O falecimento do irmão, porém, foi o impulso decisivo. “Após retornar de umas férias, procurei pelo doutor Rensi e pedi ajuda.” Por quatro meses, Pavão usou adesivos no corpo contra o cigarro. Após esse tratamento, abandonou o vício e se diz mais bem disposto. Ele garante que os benefícios vão de sua vida profissional à pessoal. “Minha mulher, em solidariedade, deixou o cigarro. Meus filhos, há um ano, já não fumam mais”, orgulha-se. No trabalho, tornou-se supervisor de 80 pessoas. “Sinto-me mais disposto. Antigamente, só tinha um pensamento: fumar. Ficava mais tempo na área dos fumantes do que no escritório.” Tudo isso, sem contar com sua autoestima. “Estou um gatão”, brinca.
Líderes como base
Autoestima em dia e saúde nos trinques é um bom binômio para outras conquistas. Como lembra Alberto Ogata, presidente da Associação Brasileira de Qualidade de Vida (ABQV), um funcionário estressado ou deprimido gera perdas enormes de produtividade. “Identificar quem precisa de apoio é um problema. Saúde é uma questão estratégica”, reconhece. Para ele, fundamental a todo o processo de valorização da qualidade de vida são as ações continuadas.
Segundo Ogata, um dos desafios atuais é a extensão dessa visão de negócio às empresas de médio e pequeno porte. “Por sua estrutura, os pequenos empresários sofrem mais os reflexos de funcionários com algum problema”, ressalta. Ele também destaca a importância de a iniciativa ser conduzida por quem ocupa os cargos de liderança das corporações. “Tudo começa com a governança. A modificação tem início entre os líderes, com os trabalhadores como foco.” Esta opinião é compartilhada por Mauri Gomes, coordenadora de benefícios e proteção à saúde, da Ticket. “Essa questão tem de ser top/down. As lideranças têm de comprar a ideia”, explica.

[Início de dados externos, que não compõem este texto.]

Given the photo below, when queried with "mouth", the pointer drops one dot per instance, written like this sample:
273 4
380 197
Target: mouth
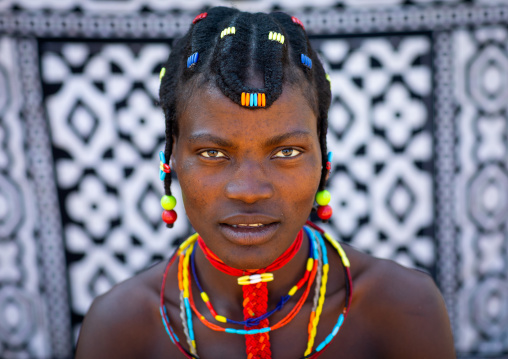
246 231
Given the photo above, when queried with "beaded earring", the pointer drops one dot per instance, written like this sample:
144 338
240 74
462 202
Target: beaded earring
167 202
306 61
324 211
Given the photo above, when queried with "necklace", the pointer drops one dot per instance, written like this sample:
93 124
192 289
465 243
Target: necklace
184 252
313 255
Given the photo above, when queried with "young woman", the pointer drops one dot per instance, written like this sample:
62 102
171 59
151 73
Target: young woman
246 100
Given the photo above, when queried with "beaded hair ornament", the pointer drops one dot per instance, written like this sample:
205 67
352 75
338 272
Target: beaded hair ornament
254 283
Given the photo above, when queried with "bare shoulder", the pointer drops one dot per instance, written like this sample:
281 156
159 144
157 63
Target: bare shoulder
119 322
403 308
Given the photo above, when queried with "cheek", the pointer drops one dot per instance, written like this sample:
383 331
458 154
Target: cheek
300 187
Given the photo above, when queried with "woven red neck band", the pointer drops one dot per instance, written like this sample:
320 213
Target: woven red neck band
280 262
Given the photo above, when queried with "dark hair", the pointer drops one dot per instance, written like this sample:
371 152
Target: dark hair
228 61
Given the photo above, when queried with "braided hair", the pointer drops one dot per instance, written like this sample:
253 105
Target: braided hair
204 55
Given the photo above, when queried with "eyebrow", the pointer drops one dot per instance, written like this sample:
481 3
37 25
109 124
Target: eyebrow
219 141
275 140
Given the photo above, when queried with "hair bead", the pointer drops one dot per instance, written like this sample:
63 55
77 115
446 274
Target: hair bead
228 31
306 61
192 59
276 36
297 21
255 99
199 17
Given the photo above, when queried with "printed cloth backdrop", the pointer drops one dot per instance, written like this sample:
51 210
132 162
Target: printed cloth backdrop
418 127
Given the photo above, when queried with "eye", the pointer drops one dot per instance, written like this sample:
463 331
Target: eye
212 154
287 152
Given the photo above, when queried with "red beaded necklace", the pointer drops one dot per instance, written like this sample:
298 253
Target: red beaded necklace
255 296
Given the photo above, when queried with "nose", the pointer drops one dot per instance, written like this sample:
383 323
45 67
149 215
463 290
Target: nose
249 183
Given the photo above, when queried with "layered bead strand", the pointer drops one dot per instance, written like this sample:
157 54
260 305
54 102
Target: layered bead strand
317 269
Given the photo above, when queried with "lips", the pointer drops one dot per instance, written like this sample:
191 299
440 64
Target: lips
249 229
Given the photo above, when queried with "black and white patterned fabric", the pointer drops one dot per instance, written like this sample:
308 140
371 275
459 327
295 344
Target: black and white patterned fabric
418 127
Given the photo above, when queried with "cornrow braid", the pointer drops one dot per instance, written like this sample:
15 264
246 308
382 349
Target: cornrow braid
230 61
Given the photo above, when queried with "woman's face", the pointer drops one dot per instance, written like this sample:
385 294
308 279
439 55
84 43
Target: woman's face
248 177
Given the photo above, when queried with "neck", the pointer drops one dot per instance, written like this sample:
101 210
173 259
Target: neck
225 289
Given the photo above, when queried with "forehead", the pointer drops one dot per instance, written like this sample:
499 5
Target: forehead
209 111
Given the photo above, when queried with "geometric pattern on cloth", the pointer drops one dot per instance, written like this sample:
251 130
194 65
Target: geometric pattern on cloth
23 313
381 135
107 132
481 70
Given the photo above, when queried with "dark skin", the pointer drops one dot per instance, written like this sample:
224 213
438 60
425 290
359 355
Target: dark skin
231 174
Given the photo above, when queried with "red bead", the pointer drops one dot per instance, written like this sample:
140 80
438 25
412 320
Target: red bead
169 216
325 212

A Ticket desenvolve, há oito anos, o programa Viva Melhor para promoção à saúde, cujos pilares foram baseados nos custos e no clima organizacional da empresa. Mauri lembra que a grande preocupação, antes da implementação do projeto, foi o conhecimento das necessidades dos colaboradores. “Nos anos que antecederam o início do Viva Melhor, os custos com o plano de saúde estavam elevados. Reconhecemos que ele não era bem administrado e sabíamos que poderíamos fazer melhor”, recorda. “Outro ponto a atingir era mostrar aos colaboradores o quanto a empresa estava preocupada com a saúde deles”, completa.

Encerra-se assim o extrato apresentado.